Hey everyone, having a hard few days with a spell of insomnia. I'm on Prednisolone at the moment which always makes my sleep worse and I just feel terrible and really emotional. I feel like my head is a mess and it's making my pain levels so much worse. I've tried everything I can do to try and sleep but as Fibro affects your sleep so much I've gotten used to Insomnia. There's a loneliness that only 3am knows! Not seeking advice on how to sleep, but just wanted to share with people who may be going through the same thing! I feel like a crazy woman, I can't concentrate on anything and I just want to cry all the time! Ugh, trying not to think about tonight but I' starting to feel anxious about sleeping already which doesn't help either!

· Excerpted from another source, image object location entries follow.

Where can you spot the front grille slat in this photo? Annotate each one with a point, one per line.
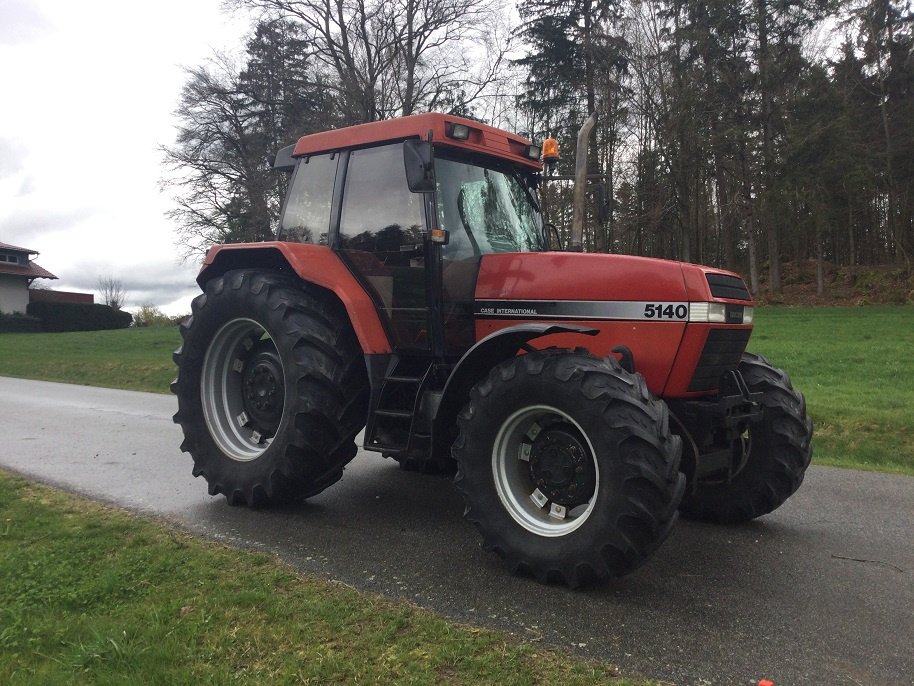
(722, 352)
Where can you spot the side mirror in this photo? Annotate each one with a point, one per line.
(420, 169)
(552, 237)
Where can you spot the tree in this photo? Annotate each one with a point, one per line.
(233, 120)
(111, 290)
(394, 57)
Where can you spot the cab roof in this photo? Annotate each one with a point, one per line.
(482, 138)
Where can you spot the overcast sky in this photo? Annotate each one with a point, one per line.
(88, 90)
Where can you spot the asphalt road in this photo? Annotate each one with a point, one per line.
(819, 592)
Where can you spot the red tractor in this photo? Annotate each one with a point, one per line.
(414, 291)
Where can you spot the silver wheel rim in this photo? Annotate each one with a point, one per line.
(221, 391)
(519, 494)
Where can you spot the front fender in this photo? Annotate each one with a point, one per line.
(476, 363)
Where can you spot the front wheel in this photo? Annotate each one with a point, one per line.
(778, 450)
(567, 466)
(271, 388)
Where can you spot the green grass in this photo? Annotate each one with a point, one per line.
(134, 359)
(92, 595)
(855, 365)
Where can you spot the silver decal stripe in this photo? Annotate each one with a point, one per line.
(583, 309)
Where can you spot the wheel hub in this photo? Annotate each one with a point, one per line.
(263, 390)
(561, 467)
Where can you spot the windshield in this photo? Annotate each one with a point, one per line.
(485, 210)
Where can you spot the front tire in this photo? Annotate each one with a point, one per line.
(271, 388)
(779, 451)
(567, 466)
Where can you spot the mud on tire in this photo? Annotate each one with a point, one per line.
(271, 388)
(780, 449)
(567, 466)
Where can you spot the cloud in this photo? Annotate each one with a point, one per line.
(32, 227)
(12, 157)
(21, 22)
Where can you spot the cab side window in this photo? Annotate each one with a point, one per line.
(380, 215)
(306, 218)
(381, 235)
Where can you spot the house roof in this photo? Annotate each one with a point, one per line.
(32, 270)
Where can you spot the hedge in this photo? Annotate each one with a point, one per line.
(56, 316)
(19, 323)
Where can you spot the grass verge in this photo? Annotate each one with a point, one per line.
(856, 369)
(89, 594)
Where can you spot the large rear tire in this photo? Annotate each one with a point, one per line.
(568, 466)
(271, 387)
(779, 449)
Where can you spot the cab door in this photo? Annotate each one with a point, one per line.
(381, 236)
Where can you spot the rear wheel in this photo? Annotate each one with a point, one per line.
(567, 466)
(776, 451)
(271, 388)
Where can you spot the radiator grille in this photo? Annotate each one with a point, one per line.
(723, 286)
(722, 352)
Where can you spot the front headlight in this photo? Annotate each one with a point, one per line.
(720, 313)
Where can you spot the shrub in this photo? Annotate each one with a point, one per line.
(58, 317)
(19, 323)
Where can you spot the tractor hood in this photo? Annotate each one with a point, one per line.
(661, 311)
(593, 278)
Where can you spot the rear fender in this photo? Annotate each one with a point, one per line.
(476, 364)
(316, 264)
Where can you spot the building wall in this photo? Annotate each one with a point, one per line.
(14, 294)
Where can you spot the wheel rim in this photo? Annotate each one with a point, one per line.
(545, 471)
(242, 389)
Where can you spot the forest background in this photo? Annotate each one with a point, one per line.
(762, 136)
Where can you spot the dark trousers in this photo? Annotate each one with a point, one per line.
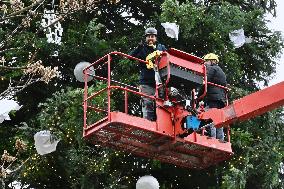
(216, 132)
(148, 105)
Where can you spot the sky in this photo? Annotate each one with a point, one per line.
(277, 25)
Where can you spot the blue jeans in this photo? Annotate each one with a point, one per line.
(216, 132)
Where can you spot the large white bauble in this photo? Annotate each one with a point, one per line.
(147, 182)
(78, 71)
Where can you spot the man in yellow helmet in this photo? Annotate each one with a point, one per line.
(147, 74)
(215, 96)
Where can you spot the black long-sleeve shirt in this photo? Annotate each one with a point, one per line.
(147, 76)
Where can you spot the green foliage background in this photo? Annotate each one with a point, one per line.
(204, 27)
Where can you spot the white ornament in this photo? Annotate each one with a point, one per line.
(147, 182)
(45, 142)
(78, 71)
(53, 31)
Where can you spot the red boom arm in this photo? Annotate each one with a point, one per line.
(247, 107)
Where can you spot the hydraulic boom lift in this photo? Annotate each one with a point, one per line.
(176, 136)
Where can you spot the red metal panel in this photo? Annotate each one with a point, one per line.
(140, 137)
(185, 56)
(248, 107)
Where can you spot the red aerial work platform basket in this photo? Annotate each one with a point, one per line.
(162, 139)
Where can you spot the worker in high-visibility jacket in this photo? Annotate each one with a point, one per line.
(147, 74)
(215, 96)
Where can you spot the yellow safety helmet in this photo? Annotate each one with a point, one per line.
(211, 56)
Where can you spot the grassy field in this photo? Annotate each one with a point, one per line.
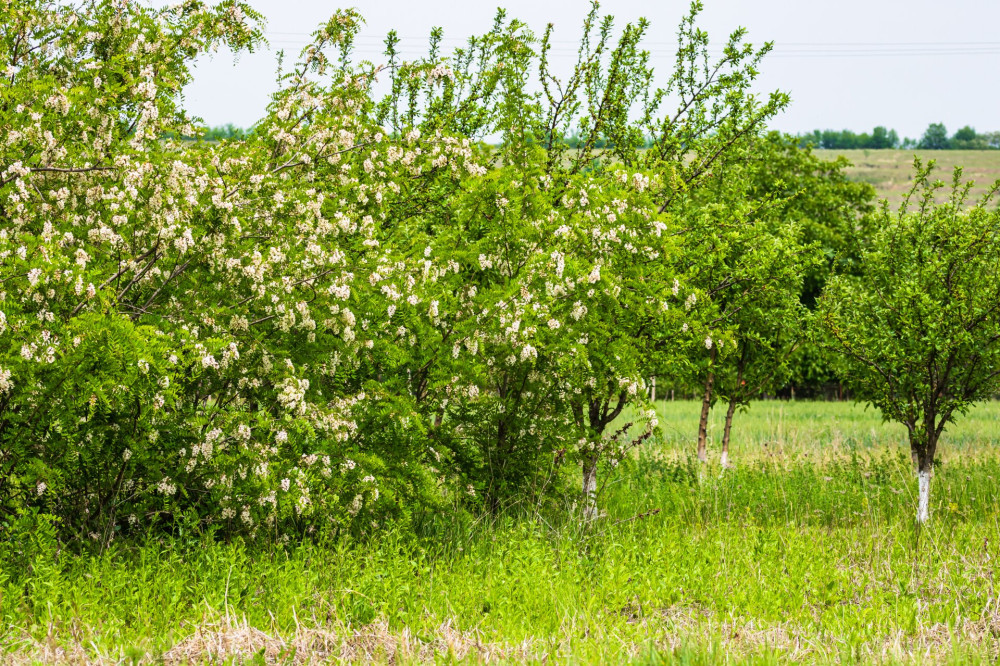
(806, 551)
(890, 172)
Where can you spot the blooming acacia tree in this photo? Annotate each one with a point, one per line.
(358, 308)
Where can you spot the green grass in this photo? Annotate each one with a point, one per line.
(890, 172)
(805, 551)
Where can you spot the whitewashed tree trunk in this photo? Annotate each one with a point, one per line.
(923, 503)
(589, 490)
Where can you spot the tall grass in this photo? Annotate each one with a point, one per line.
(807, 550)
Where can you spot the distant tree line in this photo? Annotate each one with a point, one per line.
(935, 137)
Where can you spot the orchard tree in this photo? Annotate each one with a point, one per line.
(610, 226)
(918, 323)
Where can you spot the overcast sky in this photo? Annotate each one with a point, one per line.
(847, 64)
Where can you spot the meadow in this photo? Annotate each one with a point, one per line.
(890, 172)
(806, 551)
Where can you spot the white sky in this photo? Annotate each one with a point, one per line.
(846, 63)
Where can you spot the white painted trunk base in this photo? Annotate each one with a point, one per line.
(589, 492)
(923, 506)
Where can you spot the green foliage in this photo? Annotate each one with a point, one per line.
(918, 323)
(880, 138)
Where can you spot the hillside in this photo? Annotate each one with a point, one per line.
(891, 171)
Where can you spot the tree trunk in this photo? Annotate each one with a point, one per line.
(706, 406)
(923, 448)
(589, 489)
(923, 503)
(725, 433)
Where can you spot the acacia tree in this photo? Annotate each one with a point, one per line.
(919, 324)
(604, 215)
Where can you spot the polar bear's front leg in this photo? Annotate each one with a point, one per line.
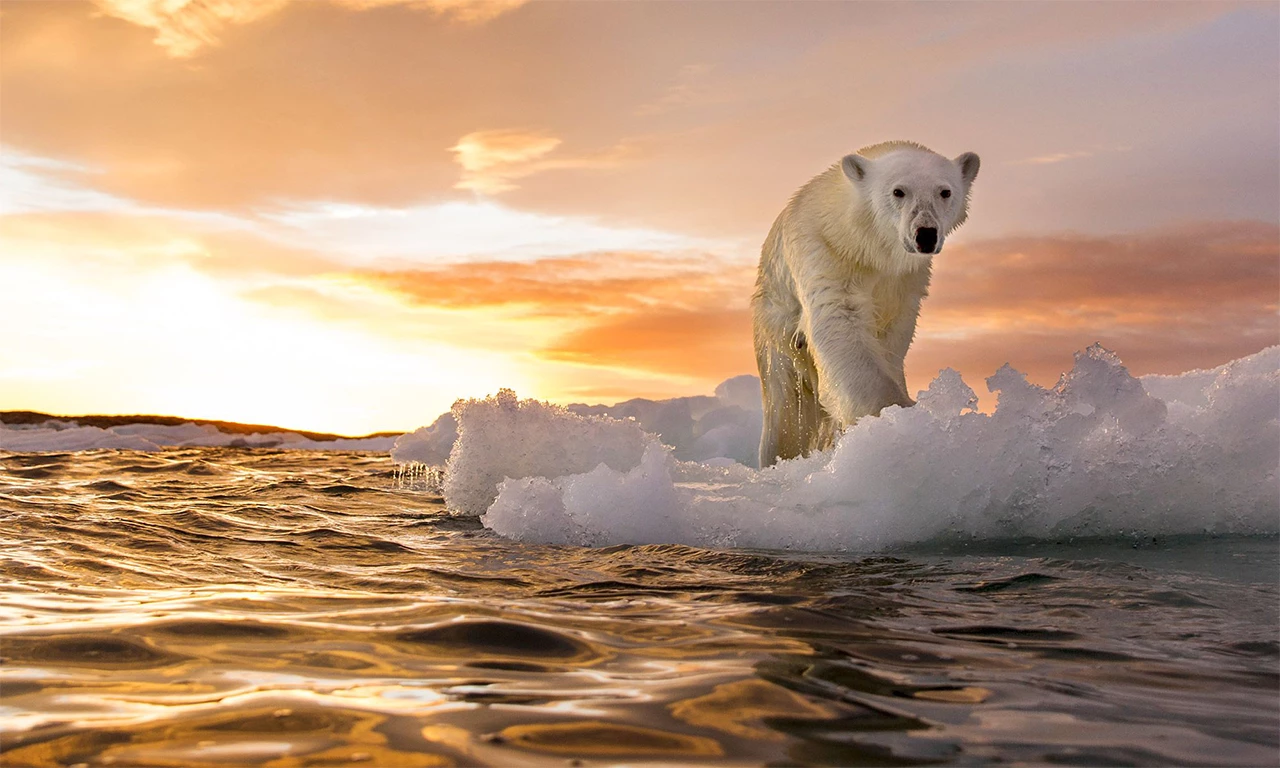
(854, 376)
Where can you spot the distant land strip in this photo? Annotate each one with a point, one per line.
(225, 426)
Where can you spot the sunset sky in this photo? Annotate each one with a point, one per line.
(344, 214)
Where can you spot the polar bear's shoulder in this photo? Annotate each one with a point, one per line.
(885, 147)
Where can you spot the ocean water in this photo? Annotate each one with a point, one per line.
(245, 607)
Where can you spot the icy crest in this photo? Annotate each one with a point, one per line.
(1100, 455)
(504, 437)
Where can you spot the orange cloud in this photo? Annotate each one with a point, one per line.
(492, 160)
(184, 27)
(602, 284)
(1166, 301)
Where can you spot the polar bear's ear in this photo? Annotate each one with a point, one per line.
(968, 164)
(855, 168)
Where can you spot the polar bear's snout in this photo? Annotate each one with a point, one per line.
(926, 240)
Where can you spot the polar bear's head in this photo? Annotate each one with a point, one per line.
(917, 196)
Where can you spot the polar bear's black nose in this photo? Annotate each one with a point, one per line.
(926, 238)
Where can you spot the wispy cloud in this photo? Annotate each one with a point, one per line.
(184, 27)
(493, 160)
(1063, 156)
(689, 87)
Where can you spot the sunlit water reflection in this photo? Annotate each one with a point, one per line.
(213, 607)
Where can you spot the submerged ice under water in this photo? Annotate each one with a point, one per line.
(1101, 455)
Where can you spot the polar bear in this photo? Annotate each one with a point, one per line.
(842, 274)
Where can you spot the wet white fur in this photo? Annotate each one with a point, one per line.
(840, 288)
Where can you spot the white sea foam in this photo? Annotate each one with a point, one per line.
(67, 435)
(1100, 455)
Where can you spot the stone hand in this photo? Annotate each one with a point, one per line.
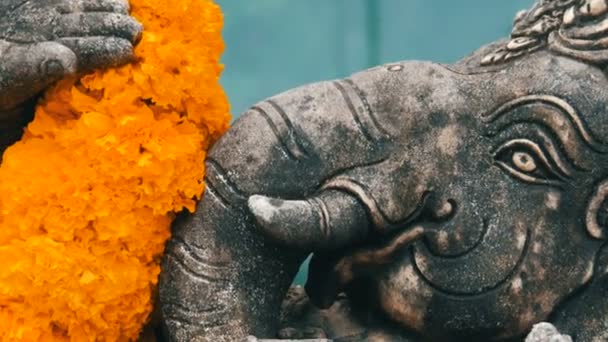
(42, 41)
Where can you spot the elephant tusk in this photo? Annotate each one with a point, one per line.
(331, 219)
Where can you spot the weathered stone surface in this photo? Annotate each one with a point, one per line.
(42, 41)
(462, 202)
(546, 332)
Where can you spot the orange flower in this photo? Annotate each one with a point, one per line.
(88, 195)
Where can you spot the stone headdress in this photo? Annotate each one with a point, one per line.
(574, 28)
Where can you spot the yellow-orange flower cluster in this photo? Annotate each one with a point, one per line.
(87, 196)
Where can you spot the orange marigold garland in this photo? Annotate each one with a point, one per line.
(87, 196)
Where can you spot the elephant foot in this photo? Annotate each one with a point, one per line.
(342, 322)
(546, 332)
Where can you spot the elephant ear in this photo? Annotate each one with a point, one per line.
(573, 28)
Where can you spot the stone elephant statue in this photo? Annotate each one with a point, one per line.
(462, 202)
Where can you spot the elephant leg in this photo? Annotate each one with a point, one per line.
(330, 274)
(584, 316)
(344, 321)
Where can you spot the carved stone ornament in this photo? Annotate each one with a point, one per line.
(463, 202)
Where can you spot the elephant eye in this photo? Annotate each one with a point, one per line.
(526, 161)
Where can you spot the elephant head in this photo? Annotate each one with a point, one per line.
(467, 201)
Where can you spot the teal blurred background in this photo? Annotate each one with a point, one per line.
(274, 45)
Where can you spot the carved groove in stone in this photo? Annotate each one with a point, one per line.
(197, 253)
(221, 186)
(381, 221)
(192, 267)
(574, 28)
(324, 223)
(283, 128)
(364, 119)
(557, 103)
(483, 291)
(371, 116)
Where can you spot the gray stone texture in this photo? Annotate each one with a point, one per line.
(462, 202)
(43, 41)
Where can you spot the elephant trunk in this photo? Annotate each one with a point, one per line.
(226, 271)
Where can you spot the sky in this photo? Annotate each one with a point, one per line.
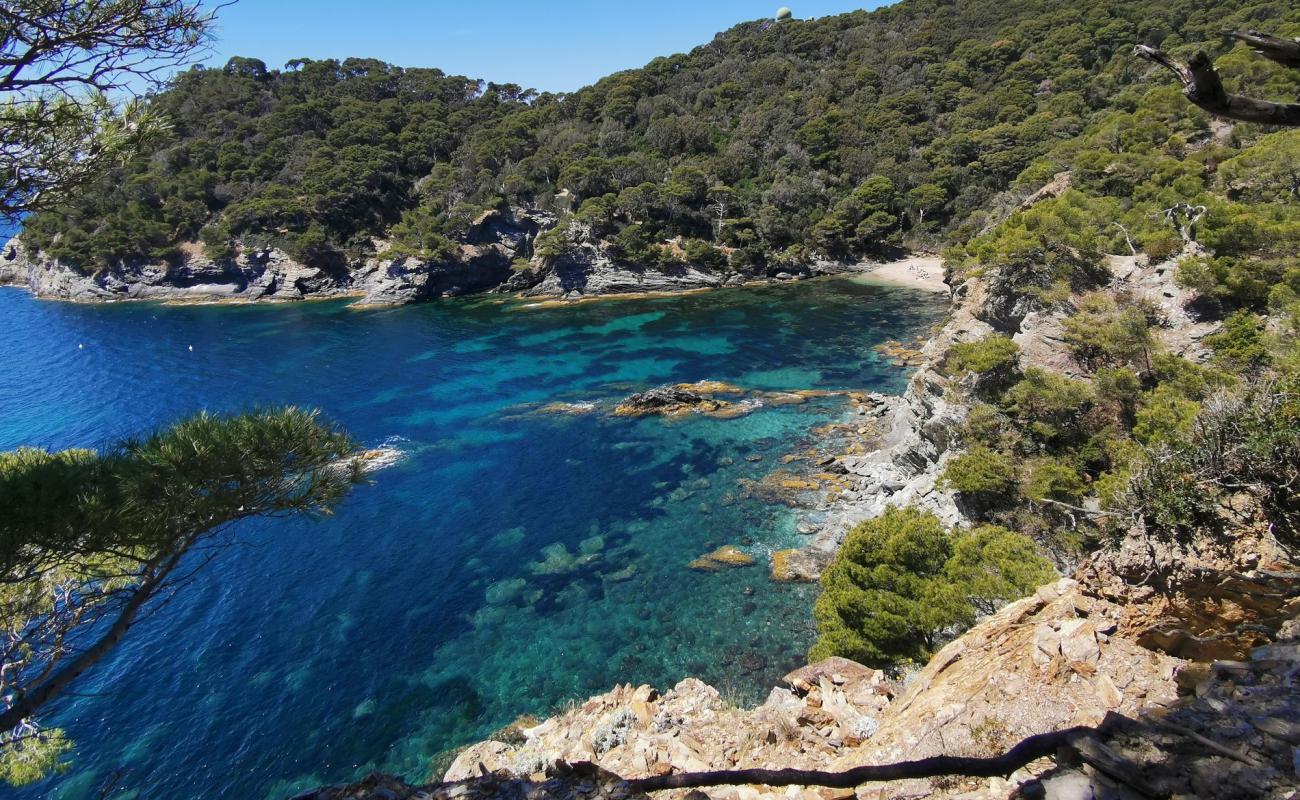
(544, 44)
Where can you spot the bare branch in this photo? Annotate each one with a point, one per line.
(1274, 48)
(1201, 85)
(1028, 749)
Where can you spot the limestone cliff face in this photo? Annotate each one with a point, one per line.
(493, 242)
(1156, 643)
(497, 255)
(1188, 653)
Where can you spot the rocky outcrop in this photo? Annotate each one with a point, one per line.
(497, 255)
(680, 400)
(727, 557)
(589, 269)
(1062, 657)
(908, 440)
(492, 245)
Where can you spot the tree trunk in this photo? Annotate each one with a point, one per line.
(31, 701)
(1201, 83)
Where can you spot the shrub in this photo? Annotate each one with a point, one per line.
(992, 354)
(1239, 346)
(1053, 479)
(901, 583)
(1051, 406)
(1243, 445)
(1104, 334)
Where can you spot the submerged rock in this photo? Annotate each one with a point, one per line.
(668, 401)
(723, 558)
(793, 566)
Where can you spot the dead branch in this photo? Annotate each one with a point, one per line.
(1201, 85)
(1274, 48)
(1028, 749)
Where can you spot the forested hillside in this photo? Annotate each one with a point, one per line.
(835, 137)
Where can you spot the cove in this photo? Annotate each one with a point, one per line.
(511, 562)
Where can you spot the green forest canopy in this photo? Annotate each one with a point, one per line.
(839, 135)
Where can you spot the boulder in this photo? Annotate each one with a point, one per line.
(726, 557)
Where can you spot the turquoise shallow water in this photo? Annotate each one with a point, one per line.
(511, 562)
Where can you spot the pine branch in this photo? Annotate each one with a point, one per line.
(1203, 86)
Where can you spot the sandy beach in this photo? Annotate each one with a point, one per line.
(918, 272)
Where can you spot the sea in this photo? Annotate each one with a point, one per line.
(511, 562)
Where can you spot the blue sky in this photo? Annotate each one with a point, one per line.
(547, 44)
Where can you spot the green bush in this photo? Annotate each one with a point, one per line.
(1053, 479)
(993, 354)
(1051, 406)
(980, 472)
(1240, 345)
(900, 583)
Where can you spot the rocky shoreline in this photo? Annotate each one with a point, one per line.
(1095, 649)
(495, 256)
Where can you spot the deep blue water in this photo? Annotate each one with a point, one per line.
(511, 562)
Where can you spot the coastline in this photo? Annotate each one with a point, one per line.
(923, 272)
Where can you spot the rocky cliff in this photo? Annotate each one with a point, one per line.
(1184, 657)
(495, 255)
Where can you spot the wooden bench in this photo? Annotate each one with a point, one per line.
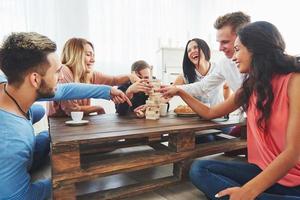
(87, 152)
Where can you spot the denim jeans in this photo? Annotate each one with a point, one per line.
(211, 176)
(41, 150)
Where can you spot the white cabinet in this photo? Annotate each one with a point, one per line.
(169, 63)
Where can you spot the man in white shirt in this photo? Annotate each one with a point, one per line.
(226, 70)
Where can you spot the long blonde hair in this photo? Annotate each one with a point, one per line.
(73, 56)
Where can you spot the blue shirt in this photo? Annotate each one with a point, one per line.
(17, 142)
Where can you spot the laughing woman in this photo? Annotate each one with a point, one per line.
(270, 95)
(78, 60)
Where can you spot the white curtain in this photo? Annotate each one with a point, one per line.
(123, 31)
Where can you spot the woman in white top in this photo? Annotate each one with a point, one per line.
(196, 66)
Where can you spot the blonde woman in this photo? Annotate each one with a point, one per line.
(78, 59)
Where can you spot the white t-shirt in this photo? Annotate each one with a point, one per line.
(214, 96)
(226, 70)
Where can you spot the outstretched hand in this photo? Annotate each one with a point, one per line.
(141, 85)
(117, 96)
(168, 91)
(140, 111)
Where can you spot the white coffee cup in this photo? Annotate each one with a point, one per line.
(76, 116)
(163, 109)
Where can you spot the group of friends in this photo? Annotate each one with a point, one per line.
(256, 75)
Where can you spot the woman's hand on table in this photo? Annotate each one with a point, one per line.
(140, 111)
(117, 96)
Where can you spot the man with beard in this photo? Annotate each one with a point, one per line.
(31, 67)
(226, 70)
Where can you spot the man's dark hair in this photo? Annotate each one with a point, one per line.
(236, 20)
(139, 65)
(22, 53)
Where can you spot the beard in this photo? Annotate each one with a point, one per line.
(44, 91)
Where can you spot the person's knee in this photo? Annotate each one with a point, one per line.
(197, 167)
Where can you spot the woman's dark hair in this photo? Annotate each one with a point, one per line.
(188, 67)
(267, 46)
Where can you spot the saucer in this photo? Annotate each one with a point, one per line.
(75, 123)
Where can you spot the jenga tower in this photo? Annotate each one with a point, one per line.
(152, 110)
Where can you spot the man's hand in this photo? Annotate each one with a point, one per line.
(139, 86)
(140, 111)
(168, 91)
(133, 77)
(117, 96)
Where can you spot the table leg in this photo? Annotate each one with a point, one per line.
(182, 142)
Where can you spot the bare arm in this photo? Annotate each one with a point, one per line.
(286, 160)
(201, 109)
(226, 91)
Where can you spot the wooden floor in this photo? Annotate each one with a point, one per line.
(184, 190)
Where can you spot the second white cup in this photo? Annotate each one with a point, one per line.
(163, 109)
(76, 116)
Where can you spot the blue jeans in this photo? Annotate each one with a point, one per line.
(38, 112)
(211, 176)
(41, 150)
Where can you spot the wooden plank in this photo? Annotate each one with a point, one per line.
(183, 141)
(130, 190)
(125, 127)
(64, 192)
(134, 161)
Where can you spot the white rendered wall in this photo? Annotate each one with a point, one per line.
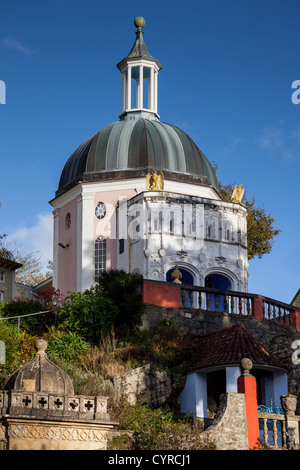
(232, 375)
(273, 389)
(193, 398)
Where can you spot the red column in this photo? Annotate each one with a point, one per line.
(161, 294)
(257, 308)
(296, 320)
(247, 385)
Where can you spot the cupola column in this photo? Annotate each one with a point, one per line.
(140, 90)
(128, 94)
(140, 66)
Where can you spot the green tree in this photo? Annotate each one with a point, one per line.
(31, 272)
(124, 290)
(114, 302)
(260, 225)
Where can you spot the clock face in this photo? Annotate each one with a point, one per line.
(68, 221)
(100, 210)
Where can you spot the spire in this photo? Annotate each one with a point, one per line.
(140, 66)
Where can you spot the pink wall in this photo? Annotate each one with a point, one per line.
(110, 199)
(67, 258)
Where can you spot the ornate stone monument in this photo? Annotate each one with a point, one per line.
(39, 410)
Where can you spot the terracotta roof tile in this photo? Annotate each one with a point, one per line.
(229, 346)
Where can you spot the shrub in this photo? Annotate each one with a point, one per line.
(67, 345)
(35, 324)
(160, 429)
(114, 303)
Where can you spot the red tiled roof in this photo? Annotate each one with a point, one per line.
(229, 346)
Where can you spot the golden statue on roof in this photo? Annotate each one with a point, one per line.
(155, 182)
(238, 194)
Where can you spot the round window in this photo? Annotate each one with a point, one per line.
(100, 210)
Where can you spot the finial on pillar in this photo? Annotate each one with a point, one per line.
(139, 23)
(246, 365)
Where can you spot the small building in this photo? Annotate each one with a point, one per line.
(296, 300)
(218, 368)
(8, 286)
(140, 195)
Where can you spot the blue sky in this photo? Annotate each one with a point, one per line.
(228, 69)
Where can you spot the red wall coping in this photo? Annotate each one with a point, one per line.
(161, 294)
(247, 385)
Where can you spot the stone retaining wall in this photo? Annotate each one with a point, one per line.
(229, 428)
(276, 338)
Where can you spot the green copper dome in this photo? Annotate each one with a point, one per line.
(132, 147)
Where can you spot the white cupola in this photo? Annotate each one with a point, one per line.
(141, 67)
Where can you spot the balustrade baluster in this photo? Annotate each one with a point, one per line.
(207, 301)
(183, 294)
(225, 303)
(265, 431)
(248, 307)
(283, 434)
(269, 311)
(191, 293)
(216, 302)
(279, 313)
(240, 306)
(275, 436)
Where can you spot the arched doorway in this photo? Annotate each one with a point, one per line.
(218, 281)
(187, 277)
(214, 301)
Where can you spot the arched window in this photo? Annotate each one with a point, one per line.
(216, 301)
(100, 256)
(187, 277)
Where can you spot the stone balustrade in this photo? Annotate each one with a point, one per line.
(205, 299)
(53, 406)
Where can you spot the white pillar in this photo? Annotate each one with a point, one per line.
(193, 398)
(155, 91)
(274, 388)
(85, 242)
(128, 95)
(232, 374)
(151, 90)
(140, 88)
(55, 247)
(123, 91)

Insomnia: Hey everyone, having a hard... - Fibromyalgia Acti...
Insomnia
Hey Sweetie,
I know exactly how you feel. I also feel my most vulnerable and down at night, especially now I am on my own. For me sometimes the tiredness is the worst part of this illness as it stops me from being able to function and think! Like you, it also makes me feel really emotional! Even when I do sleep, I never feel like I have slept - it's so awful isn't it? I find it helps to know I'm not alone though xxxx
Hiya hun, thanks for your reply. It's good to know that I'm not alone! It does help a bit :o) I can completely sympathise with that. Sometimes the fatigue is worse than the pain, as when you've had no sleep you can't really do anything can you! I feel like I'm drunk today after 2 nights of not sleeping. And I just want to cry at everything! I know what you mean about unrefreshing sleep too, Fibro is such a crappy illness to have isn't it! I just don't understand my body, I'm exhausted all the time but I feel like there's something missing in my brain when it comes to falling asleep! I don't even fall asleep during the day, it's like my body is permanently switched on! Sending big hugs to you and hope you're doing ok xxx
I know exactly how you feel I feel like I am constantly sleep walking through my days! What's worse is I try and get into bed really early as I am so tired and end up just laying there like a lemon haha!! I am so tired tonight actually you? Xxx
Do you also find that we can be quite forgetful too big hug i share your view
Hi Makimom I really feel for you, you are not alone, every time I think I have cracked these mind games, they descend on me again. I do think a lot of this mind thing Is because of all the pain and sleep meds we are experimenting with. myself I was on a lot of morphine which I came off of. because I had my shoulder operation had to take a small amount again, and if I do not take it every twelve hours for pain I feel my mood and sleep pattern change. so am trying to manage on just parectemol, but very hard to do, I hope you manage to sort thing out,
Yes I totally think my mind is involved in my sleep problems. I just can't seem to switch off, I think my anxiety is making it worse too. Which I guess is part and parcel of this lovely illness too! Sorry to hear that you've been having problems too. I hope you're sleeping patterns and move improve soon but I can really sympathise with your difficulties! Xxx
Hi there. I have just been diagnosed with Fibromyalgia (today) and I know how horrible the insomnia is. I went through a horrendous spell of it which started around 6 wks ago. It's hard when your brain is wide awake and whatever you do, you can't sleep. And then when you do it's often not for long and at times you shouldn't be sleeping. I've thankfully come out of the other end and I also take amitriptyline to help. But I've not taken my amitriptyline for the last 4 or 5 nights due to having to get up to attend various things and appointments in the morning (it makes it hard for me to get up early morning).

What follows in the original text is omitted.